Google’s pricing for App Engine
Google made a number of App Engine-related announcements earlier this week. The most notable of these was a preview of the future paid service, which allows you to extend App Engine’s quotas. Google has previously hinted at pricing, and at their developer conference this past May, they asserted that effectively, the first 5 MPV (million page views) are free, and thereafter, it’d be about $40 per MPV.
The problem is not the price. It’s the way that the quotas are structured. Basically, it looks like Google is going to allow you to raise the quota caps, paying for however much you go over, but never to exceed the actual limit that you set. That means Google is committing itself to a quota model, not backing away from it.
Let me explain why quotas suck as a way to run your business.
Basically, the way App Engine’s quotas work is like this: As you begin to approach the limit (currently Google-set, but eventually set by you), Google will start denying those requests. If you’re reaching the limit of a metered API call, when your app tries to make that call, Google will return an exception, which your app can catch and handle; inelegant, but at least something you can present to the user as a handled error. However, if you’re reaching a more fundamental limit, like bandwidth, Google will begin returning page requests with a the 403 HTTP status code. 403 is an error that prevents your user from getting the page at all, and there’s no elegant way to handle it in App Engine (no custom error pages).
As you approach quota, Google tries to budget your requests so that only some of them fail. If you get a traffic spike, it’ll drop some of those requests so that it still has quota left to serve traffic later. (Steve Jones’ SOA blog chronicles quite a bit of empirical testing, for those who want to see what this “throttling” looks like in practice.)

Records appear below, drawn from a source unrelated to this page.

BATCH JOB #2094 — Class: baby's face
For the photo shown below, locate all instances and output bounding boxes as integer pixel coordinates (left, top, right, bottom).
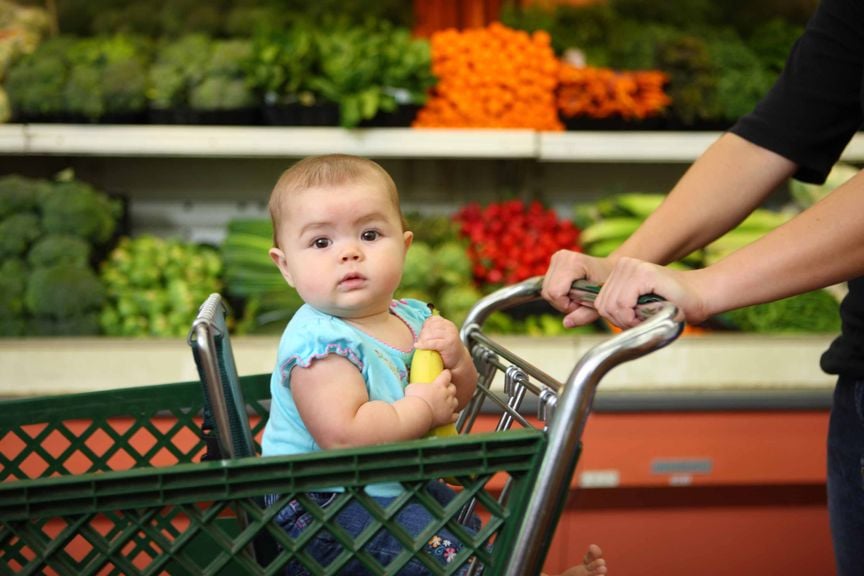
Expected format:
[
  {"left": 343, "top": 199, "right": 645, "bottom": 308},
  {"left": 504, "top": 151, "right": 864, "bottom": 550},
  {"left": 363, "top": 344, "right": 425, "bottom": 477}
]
[{"left": 271, "top": 182, "right": 412, "bottom": 318}]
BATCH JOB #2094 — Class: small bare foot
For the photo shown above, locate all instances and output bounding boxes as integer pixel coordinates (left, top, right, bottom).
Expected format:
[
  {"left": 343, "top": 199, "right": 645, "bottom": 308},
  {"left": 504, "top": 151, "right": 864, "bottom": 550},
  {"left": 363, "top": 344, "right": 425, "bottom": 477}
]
[{"left": 548, "top": 544, "right": 607, "bottom": 576}]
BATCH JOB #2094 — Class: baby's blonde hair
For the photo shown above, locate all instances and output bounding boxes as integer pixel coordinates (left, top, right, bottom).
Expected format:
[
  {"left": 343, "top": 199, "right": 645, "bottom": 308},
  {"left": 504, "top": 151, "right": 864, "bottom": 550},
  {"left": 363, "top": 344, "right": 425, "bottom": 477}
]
[{"left": 268, "top": 154, "right": 406, "bottom": 248}]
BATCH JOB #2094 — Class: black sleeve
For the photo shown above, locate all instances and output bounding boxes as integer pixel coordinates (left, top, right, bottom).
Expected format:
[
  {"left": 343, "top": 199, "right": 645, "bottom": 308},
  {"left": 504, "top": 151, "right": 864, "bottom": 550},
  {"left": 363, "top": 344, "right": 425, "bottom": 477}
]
[{"left": 730, "top": 0, "right": 864, "bottom": 183}]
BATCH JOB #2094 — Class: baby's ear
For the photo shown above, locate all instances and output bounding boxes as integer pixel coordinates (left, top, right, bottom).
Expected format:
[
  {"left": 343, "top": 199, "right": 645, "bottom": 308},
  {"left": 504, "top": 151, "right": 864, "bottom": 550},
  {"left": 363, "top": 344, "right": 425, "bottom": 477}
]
[{"left": 269, "top": 248, "right": 295, "bottom": 288}]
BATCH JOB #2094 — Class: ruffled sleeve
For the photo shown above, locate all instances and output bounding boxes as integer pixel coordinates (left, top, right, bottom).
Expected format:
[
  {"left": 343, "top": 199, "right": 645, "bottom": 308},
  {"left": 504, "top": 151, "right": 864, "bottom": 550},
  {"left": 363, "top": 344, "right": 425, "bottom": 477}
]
[{"left": 279, "top": 306, "right": 363, "bottom": 382}]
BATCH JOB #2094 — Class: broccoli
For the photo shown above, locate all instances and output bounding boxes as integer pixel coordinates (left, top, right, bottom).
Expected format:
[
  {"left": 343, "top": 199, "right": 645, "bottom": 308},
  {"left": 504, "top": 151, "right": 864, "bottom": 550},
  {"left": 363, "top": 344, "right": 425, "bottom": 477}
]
[
  {"left": 27, "top": 234, "right": 90, "bottom": 268},
  {"left": 25, "top": 264, "right": 105, "bottom": 320},
  {"left": 0, "top": 212, "right": 41, "bottom": 259},
  {"left": 0, "top": 175, "right": 47, "bottom": 219},
  {"left": 42, "top": 180, "right": 122, "bottom": 244},
  {"left": 0, "top": 258, "right": 27, "bottom": 322}
]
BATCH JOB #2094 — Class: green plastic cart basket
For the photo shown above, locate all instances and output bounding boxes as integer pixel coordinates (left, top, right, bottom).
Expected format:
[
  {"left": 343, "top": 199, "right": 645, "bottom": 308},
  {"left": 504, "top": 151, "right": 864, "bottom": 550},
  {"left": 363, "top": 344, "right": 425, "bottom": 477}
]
[{"left": 0, "top": 278, "right": 681, "bottom": 576}]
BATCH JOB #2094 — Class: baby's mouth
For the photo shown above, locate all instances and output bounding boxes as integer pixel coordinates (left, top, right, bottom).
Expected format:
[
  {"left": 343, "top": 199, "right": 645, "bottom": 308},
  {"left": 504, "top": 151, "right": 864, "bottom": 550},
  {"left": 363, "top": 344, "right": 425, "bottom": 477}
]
[{"left": 339, "top": 272, "right": 366, "bottom": 288}]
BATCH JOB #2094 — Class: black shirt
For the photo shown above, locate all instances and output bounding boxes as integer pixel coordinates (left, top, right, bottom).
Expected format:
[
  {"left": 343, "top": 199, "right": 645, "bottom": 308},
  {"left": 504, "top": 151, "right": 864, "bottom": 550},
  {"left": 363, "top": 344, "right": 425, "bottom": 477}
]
[{"left": 730, "top": 0, "right": 864, "bottom": 377}]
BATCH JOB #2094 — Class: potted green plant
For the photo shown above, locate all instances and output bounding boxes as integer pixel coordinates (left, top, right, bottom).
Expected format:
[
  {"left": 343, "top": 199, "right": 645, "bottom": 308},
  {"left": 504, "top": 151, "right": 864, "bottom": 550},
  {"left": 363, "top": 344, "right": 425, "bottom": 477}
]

The problem is, now you’ve got what are essentially random failures of your application. If you’ve got failing API calls, you’ve got to handle the error and your users will probably try again — exacerbating your quota problem and creating an application headache. (For instance, what if I have to make two database API calls to commit data from an operation, and the first succeeds but the second fails? Now I have data inconsistency, and thanks to API calls continuing to fail, quite possibly no way to fix it. Google’s Datastore transactions are restricted to operations on the same entity group, so transactions will not deal with all such problems.) Worse still, if you’ve got 403 errors, your site is functionally down, and your users are getting a mysterious error. As someone who has a business online, do you really want, under circumstances of heavy traffic, your site essentially failing randomly?
Well, one might counter, if you don’t want that to happen, just set your quota limits really really high — high enough that you never expect a request to fail. The problem with that, though, is that if you do it, you have no way to predict what your costs actually will be, or to throttle high traffic in a more reasonable way.
If you’re on traditional computing infrastructure, or, say, a cloud like Amazon EC2, you decide how many servers to provision. Chances are that under heavy traffic, your site performance would degrade — but you would not get random failures. And you would certainly not get random failures outside of the window of heavy traffic. The quota system under use by Google means that you could get past the spike, have enough quota left to serve traffic for most of the rest of the day, but still cross the over-quota-random-drop threshold later in the day. You’d have to go micro-manage (temporarily adjusting your allowable quota after a traffic spike, say) or just accept a chance of failure. Either way, it is a terrible way to operate.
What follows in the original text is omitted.